While the trial court noted that Licensee had a history of “a lack of
cooperation with [DOT] and its rules,” (Trial court op. at 5), the trial court did not rely
on the same in reaching its ultimate decision in this case. The trial court merely
referenced Licensee’s driving history as the only possible comparison between his
situation and a federal case, Callahan, upon which Licensee relied for support of his
argument relating to his constitutionally protected religious beliefs. Instead, the trial
court’s decision was premised upon the credible testimony of Trooper Laurendeau that
Licensee never raised a religious objection to the requested blood draw.
Finally, Licensee argues that the trial court erred as a matter of law by
failing to consider his constitutional and legal rights as an affirmative defense.
However, in light of the trial court’s finding that Licensee never raised a religious
objection to the requested blood draw, we find no merit to this argument.

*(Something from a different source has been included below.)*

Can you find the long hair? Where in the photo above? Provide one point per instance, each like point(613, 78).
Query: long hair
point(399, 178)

Because
Licensee never invoked his constitutionally protected right to religious freedom before
Trooper Laurendeau, it was unnecessary for the trial court to further address this issue
in its opinion.
Accordingly, the order of the trial court is affirmed.
________________________________
PATRICIA A. McCULLOUGH, Judge
10
IN THE COMMONWEALTH COURT OF PENNSYLVANIA
Adeayo Turton, :
Appellant :
: No. 1390 C.D. 2018
v. :
:
Commonwealth of Pennsylvania, :
Department of Transportation, :
Bureau of Driver Licensing :
ORDER
AND NOW, this 10th day of July, 2019, the order of the Court of
Common Pleas of Philadelphia County, dated August 29, 2018, is hereby affirmed.